I have been an advisor for over 20 years. I have had many conversations with clients in the past who want to hold and own assets that are outside “typical” investments.
Most of the conversations came after the 2008 financial collapse. During that time, my clients thought the economy would re-crash and the value of the dollar would be destroyed. I had many conversations about tangible physical assets held by the clients, including gold and silver. To be clear, I have never recommended clients own any specific asset in their own house. I cannot imagine the scenario where we take our gold bars into Walmart to buy toilet paper.
I would also have other clients tell me they would store extra rounds of ammunition or bags of grain!
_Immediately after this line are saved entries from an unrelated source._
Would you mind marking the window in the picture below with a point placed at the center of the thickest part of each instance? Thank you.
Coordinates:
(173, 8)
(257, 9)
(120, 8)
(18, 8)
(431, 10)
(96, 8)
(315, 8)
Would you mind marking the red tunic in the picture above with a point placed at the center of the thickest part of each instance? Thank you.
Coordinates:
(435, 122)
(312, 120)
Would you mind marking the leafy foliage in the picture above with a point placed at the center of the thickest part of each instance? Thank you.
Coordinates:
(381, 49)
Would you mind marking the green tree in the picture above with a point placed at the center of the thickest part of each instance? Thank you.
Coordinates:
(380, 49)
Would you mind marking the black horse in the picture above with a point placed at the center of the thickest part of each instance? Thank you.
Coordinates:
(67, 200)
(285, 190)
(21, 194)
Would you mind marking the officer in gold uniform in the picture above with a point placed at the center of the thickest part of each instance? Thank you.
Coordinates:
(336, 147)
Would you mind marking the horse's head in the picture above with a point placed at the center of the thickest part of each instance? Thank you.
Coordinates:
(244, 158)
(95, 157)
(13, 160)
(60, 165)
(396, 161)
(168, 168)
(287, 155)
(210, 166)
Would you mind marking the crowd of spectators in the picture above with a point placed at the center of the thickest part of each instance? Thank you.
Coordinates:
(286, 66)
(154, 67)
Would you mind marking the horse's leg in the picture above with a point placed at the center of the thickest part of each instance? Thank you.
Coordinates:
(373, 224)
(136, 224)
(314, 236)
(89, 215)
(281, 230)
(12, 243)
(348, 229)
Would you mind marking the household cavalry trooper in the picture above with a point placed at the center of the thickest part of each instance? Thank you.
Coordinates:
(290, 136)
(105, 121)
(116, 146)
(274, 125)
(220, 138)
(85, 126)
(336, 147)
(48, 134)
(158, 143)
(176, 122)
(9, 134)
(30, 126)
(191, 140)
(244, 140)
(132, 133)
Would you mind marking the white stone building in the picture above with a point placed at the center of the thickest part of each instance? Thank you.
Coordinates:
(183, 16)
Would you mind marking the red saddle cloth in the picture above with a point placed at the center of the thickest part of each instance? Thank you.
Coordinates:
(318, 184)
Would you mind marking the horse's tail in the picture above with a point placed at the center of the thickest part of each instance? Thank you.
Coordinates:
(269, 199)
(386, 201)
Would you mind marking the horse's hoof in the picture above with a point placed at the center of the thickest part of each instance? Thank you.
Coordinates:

No matter what it was, I would offer the same advice: Buy and hold as much of any item you need to feel as if you are protected from whatever you fear may come. Allow this to be an investment in your comfort. Thus, I referred to these as comfort assets.
These comfort assets allow you to then feel confident to invest in the normal and typical investment vehicles like stocks and bonds, or any other recommendation you receive from your financial advisor. It is these investments and following your advisor’s recommendation which truly increase your probability of financial success. They simply cannot be ignored.
All these conversations I had with clients did affect me to the point I wanted my own comfort assets. My go-to comfort food is peanut butter. I told my wife to always buy an extra couple of jars of peanut butter when doing the grocery order!
I continue to have this exact conversation in many meetings with my clients, for example, when the price of eggs increased. My advice hasn't changed much over the years:
Increase your personal comfort by identifying your “comfort asset.” This will allow you to continue to make smart decisions with your money even during volatile and uncomfortable times.